The current world number one Ashleigh Barty has announced she’ll be retiring from professional tennis at the age of just 25.
The Australian sports star made the shock announcement that she’ll be leaving her job as a tennis player on social media on Wednesday, just two months after claiming a third Grand Slam title at the Australian Open.
During an emotional interview with her friend and former Australian tennis player Casey Dellacqua, Barty shared she was leaving the sport to pursue other things.
I’m so happy and I’m so ready. And I just know at the moment in my heart, for me as a person, this is right,” she said in a video.
“I’m so grateful to everything that tennis has given me, it’s given me all of my dreams plus more. But I know that the time is right now for me to step away and chase other dreams and to put the racquets down.”
Barty has had a incredibly successful run in tennis over the last few years. She won her first Grand Slam at the 2019 French Open, which was followed by success at Wimbledon last year.
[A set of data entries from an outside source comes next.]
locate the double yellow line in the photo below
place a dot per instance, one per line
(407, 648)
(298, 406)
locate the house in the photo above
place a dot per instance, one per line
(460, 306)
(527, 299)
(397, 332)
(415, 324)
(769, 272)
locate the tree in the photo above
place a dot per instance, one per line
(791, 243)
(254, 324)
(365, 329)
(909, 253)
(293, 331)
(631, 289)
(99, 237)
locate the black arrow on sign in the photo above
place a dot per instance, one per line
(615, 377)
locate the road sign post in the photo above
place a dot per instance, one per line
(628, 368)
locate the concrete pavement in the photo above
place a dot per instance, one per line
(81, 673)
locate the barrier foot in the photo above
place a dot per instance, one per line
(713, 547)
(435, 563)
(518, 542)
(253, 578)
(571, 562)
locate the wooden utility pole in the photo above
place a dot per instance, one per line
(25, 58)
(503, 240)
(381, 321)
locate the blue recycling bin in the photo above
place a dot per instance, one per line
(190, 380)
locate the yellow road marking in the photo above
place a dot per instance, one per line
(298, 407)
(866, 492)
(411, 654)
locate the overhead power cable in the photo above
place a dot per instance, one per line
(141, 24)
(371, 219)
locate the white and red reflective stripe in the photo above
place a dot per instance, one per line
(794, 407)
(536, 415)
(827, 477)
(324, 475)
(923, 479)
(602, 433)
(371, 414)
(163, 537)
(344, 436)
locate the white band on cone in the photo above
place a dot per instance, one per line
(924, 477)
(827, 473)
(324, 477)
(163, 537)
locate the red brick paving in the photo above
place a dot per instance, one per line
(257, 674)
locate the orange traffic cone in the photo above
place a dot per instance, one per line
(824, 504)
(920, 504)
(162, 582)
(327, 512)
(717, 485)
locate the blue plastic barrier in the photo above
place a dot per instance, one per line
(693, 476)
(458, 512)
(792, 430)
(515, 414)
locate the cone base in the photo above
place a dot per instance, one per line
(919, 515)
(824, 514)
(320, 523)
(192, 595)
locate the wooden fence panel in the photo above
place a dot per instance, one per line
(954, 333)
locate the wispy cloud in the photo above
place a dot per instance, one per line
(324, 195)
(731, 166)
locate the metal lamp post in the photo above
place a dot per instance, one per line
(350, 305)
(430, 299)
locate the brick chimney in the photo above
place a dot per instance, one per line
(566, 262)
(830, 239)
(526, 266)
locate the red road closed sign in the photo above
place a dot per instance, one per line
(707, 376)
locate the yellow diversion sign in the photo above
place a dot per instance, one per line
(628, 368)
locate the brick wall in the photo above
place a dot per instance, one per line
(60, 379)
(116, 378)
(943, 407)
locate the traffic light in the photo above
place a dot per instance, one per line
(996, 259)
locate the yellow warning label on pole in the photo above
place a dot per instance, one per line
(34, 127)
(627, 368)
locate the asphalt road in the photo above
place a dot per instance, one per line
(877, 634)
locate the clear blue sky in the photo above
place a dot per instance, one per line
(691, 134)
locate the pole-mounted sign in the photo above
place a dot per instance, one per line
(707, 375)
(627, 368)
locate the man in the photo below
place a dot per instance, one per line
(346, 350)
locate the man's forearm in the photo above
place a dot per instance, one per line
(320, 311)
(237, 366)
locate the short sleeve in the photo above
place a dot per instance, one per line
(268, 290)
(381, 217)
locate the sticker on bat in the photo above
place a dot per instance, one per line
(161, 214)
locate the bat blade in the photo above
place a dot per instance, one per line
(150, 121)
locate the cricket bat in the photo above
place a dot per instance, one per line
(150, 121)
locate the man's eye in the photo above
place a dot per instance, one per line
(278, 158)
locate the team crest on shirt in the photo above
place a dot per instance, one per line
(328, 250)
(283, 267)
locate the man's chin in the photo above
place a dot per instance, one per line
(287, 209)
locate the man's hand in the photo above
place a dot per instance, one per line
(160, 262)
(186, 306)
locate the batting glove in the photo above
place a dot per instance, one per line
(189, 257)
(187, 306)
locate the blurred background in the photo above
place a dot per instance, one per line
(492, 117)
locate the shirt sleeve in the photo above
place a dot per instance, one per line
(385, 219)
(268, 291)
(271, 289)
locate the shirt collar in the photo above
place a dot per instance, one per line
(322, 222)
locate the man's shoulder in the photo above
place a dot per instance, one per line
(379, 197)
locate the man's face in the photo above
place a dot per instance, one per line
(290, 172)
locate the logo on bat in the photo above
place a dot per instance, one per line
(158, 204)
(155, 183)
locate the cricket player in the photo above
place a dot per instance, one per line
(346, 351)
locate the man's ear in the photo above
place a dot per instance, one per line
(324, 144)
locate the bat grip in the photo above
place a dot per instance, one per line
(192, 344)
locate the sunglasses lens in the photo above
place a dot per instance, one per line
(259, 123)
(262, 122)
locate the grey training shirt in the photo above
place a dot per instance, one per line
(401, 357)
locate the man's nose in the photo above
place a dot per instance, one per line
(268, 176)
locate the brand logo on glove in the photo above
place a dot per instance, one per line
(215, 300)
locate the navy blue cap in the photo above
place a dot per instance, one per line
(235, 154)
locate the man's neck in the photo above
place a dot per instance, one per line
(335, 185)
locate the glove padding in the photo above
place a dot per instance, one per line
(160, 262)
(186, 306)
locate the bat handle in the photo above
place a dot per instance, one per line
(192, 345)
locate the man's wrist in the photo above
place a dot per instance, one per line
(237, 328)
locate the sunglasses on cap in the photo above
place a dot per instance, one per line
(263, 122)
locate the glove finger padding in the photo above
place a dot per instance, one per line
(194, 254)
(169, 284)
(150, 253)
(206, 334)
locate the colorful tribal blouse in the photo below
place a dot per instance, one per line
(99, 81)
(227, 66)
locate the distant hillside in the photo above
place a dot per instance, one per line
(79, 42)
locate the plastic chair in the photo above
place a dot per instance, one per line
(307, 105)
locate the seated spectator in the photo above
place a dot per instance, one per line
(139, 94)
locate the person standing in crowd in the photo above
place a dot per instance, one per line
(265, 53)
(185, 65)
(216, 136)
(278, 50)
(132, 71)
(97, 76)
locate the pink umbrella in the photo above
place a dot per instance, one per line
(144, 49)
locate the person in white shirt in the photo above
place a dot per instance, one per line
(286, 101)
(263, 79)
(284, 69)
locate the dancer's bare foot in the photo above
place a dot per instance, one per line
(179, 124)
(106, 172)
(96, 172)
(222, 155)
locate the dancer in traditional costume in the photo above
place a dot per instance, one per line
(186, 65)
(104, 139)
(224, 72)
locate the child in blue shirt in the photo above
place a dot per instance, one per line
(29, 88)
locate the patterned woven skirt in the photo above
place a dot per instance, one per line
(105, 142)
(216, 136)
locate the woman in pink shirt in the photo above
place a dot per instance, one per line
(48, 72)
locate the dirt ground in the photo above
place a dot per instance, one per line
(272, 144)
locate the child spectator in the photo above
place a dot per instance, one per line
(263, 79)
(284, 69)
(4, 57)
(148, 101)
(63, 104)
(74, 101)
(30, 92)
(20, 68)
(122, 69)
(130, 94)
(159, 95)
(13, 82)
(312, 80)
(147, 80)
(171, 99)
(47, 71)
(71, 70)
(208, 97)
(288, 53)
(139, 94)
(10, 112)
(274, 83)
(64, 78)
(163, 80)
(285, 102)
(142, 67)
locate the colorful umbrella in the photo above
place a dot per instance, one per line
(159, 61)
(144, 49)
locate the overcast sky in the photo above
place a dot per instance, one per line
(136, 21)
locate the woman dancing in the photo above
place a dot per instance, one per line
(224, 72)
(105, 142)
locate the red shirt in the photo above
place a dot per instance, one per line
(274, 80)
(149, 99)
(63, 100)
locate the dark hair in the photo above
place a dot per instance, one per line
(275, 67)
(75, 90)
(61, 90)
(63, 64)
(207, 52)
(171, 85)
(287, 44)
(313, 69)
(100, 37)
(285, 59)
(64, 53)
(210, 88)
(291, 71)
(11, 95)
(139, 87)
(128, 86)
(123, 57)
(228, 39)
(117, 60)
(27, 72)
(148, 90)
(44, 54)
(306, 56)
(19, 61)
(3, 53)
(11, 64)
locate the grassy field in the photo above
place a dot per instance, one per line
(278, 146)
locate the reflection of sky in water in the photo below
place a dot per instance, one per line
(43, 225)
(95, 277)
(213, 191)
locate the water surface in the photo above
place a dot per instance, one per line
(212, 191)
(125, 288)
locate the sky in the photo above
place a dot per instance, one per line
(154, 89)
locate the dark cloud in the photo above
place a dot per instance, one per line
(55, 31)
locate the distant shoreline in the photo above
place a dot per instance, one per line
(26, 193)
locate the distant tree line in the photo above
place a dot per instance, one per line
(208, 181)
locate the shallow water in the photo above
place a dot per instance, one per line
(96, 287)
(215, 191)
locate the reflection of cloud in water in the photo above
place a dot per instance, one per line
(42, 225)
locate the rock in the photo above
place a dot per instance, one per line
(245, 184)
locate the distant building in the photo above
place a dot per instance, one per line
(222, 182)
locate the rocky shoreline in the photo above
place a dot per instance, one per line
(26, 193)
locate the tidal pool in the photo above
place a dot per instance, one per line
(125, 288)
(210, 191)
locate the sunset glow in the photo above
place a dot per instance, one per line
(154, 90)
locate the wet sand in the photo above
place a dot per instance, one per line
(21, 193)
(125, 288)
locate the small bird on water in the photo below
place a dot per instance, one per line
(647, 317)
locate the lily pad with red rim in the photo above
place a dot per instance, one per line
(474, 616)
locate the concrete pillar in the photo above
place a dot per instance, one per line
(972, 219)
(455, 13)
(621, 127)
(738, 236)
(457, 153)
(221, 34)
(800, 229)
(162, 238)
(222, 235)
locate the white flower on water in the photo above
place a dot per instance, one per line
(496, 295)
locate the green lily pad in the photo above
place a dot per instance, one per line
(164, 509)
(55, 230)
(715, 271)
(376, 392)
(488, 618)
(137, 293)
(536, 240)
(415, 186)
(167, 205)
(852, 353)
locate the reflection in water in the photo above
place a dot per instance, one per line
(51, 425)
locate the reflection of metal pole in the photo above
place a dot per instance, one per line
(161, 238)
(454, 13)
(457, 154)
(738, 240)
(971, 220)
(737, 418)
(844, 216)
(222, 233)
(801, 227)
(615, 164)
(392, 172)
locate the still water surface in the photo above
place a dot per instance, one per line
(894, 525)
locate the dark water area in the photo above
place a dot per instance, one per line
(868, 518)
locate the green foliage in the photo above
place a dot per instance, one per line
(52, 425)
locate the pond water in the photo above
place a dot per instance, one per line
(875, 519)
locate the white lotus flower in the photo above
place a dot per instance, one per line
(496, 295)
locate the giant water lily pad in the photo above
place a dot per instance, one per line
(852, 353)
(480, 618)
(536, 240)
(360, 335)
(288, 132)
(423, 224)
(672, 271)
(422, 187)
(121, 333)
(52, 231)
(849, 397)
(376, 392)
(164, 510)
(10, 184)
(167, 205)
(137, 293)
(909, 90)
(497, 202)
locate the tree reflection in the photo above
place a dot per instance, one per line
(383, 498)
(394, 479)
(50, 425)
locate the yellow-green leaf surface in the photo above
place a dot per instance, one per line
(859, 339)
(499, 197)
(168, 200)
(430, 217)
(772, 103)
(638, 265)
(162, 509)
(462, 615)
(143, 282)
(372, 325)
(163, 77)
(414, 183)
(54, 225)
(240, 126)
Her Australian Open victory in January saw her become the first home player to win the Australian Open men’s or women’s singles title in 44 years.
Serena Williams is the only other active female player to have won major titles on clay, grass and hard courts.
“I know how much work it takes to bring the best out of yourself … I don’t have that in me anymore,” Barty said in her interview.
“I don’t have the physical drive, the emotional want and everything it takes to challenge yourself at the very top level any more. I am spent.”
Barty’s announcement marks her second retirement from tennis, having left the sport as a teenager after struggling with some of the demands that came with playing the sport professionally. She made her return to tennis in 2016 where she quickly rose up the rankings.
“I am so thankful for everything this sport has given me and leave feeling proud and fulfilled,” she said.
“I’ll never, ever stop loving tennis, it’s been a massive part of my life, but I think it’s important that I get to enjoy the next part of my life as Ash Barty the person, not Ash Barty the athlete.”
Women’s Tennis Association boss Steve Simon said Barty was “one of the great champions” and would be missed.